Some of the sweetest kids I've ever met were kids that society had already labeled as troublemakers, gang members, or lost causes. Yet when they were given consistency, structure, safety, and genuine love, many of them were eager to choose a different path.
If there's one thing I want people to know, it's that every child is worthy of safety, dignity, and love. Don't judge a book by its cover. Don't assume a child's worst moment defines who they are or who they can become.
These kids are our future. They need adults who are willing to believe in them, invest in them, and refuse to give up on them. Sometimes, one caring adult can change the entire trajectory of a child's life.
Kimberly: What is one of the most challenging things that you have experienced as a foster dad?
Scott: One of the most challenging experiences I've had as a foster dad happened in 2025 when Amanda's mother passed away.
Our family needed to travel to New York for the funeral, but we had a foster placement who couldn't travel with us for reasons beyond our control. His team of social workers arranged for him to stay with his adult brother while we were gone.
We dropped him off the evening before our flight.
The next morning, as we were boarding the plane, we received a phone call that changed everything. Sometime during the night, his older brother had been murdered right in front of him.
I've experienced heartbreak before, but I've rarely felt as helpless as I did in that moment. Part of me wanted to turn around, get off the plane, and go find this kid just to hug him and let him know he wasn't alone. At the same time, we were on our way to bury Amanda's mother.
I called him as soon as I could to see how he was doing.
His response was simple: "It is what it is."
I'll never forget those words.
What struck me wasn't a lack of emotion. It was the realization that the kind of tragedy that would completely shake most people had become almost normal to him. For many of these kids, trauma, loss, violence, and instability aren't rare events—they're part of the environment they've grown up in.
That moment changed me. It reminded me that foster care isn't just about providing a bed, a meal, or a place to stay. It's about stepping into the lives of children who have often experienced more pain than most adults can imagine and letting them know they don't have to carry it alone.
Kimberly: What advice would you give a young father or a new foster dad?
Scott: One word: invest.
Your children will be shaped by someone. It can be you, or it can be the world. Either way, they are learning every day from what they see, hear, and experience.
Be intentional. Instill in them their value and their worth. Speak life into them. Build their confidence. Encourage their gifts and feed their passions.
Most importantly, help them understand that nothing in all creation is more important than their relationship with God.
As a father, be the spiritual leader of your home. Worship God openly in front of your children. Pray with them. Read Scripture with them. Don't pretend to have it all together. Let them see your dependence on God. Tell them about the ways He has worked in your life and the lessons He is still teaching you.

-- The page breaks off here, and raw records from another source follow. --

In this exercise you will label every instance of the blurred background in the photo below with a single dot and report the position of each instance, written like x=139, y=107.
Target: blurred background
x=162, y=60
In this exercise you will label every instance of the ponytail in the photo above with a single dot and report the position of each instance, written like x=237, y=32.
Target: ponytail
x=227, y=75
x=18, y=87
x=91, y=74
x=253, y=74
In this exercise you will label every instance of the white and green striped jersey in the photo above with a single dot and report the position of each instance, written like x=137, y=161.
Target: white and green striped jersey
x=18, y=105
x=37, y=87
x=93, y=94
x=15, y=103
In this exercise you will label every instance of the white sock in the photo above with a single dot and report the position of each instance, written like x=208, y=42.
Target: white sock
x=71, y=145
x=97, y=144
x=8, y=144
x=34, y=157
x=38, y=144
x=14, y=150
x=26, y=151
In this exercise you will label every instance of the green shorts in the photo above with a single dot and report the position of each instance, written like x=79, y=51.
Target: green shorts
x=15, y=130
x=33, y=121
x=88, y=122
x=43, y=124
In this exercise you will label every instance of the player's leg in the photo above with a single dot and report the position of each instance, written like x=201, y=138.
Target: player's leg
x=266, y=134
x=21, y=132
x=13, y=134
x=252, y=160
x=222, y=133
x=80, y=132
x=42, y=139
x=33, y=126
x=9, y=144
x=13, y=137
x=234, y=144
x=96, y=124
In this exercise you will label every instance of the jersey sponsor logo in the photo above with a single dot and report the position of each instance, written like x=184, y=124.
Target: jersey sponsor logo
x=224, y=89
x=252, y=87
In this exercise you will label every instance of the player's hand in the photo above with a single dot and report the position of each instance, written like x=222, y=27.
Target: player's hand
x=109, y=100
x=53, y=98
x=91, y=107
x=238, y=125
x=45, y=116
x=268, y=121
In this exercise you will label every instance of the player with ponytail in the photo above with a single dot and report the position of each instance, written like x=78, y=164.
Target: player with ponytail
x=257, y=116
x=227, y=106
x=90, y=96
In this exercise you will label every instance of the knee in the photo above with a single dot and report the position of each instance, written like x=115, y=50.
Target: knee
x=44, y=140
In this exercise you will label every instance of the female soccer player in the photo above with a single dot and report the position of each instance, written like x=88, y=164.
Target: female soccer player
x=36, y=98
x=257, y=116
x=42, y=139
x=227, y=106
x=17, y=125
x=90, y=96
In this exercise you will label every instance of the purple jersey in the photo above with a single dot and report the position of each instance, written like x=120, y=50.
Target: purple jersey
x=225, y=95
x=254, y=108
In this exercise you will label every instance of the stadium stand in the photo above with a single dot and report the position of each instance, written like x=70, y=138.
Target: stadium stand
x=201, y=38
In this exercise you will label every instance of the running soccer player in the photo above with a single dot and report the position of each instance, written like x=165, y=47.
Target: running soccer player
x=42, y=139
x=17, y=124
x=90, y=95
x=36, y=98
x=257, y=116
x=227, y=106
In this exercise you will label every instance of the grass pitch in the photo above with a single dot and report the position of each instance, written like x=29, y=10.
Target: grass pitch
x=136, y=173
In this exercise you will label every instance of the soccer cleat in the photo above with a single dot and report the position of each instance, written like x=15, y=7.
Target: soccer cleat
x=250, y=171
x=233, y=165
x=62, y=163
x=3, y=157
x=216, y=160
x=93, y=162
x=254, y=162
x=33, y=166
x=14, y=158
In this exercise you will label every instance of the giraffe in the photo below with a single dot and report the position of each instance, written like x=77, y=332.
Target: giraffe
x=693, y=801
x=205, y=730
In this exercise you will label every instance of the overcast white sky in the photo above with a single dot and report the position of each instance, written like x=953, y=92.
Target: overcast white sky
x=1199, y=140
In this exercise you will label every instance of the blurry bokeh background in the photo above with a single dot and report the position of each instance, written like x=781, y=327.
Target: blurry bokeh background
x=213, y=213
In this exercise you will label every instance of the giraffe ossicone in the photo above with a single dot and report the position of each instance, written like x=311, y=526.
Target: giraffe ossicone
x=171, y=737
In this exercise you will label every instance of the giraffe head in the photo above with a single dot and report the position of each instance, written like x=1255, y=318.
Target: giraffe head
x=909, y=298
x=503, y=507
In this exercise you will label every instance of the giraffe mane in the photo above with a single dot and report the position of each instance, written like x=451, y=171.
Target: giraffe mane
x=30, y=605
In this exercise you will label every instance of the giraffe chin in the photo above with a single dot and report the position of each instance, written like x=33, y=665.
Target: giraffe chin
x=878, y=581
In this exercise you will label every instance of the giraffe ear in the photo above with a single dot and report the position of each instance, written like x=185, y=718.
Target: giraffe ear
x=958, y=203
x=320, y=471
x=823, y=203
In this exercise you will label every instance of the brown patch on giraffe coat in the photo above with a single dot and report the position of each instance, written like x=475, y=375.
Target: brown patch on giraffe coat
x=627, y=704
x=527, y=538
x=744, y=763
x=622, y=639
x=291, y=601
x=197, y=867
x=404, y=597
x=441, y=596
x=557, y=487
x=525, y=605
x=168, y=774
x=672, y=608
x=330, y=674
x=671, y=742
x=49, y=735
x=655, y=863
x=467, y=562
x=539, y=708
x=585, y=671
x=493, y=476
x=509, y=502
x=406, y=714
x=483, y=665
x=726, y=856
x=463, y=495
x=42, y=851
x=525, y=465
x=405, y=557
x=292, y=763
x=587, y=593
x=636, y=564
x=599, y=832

Lead by example, because children will often remember what you do long after they've forgotten what you said.
For foster dads specifically, remember that you may have a child in your home for two days or for two years. You may never know how much influence you'll have or what seeds you're planting. That's why consistency matters so much. Show up. Keep your word. Lead with love.
You may not be able to change a child's entire story, but you can change a chapter. And sometimes one healthy chapter can make all the difference.
Happy Father's Day to all the fathers out there.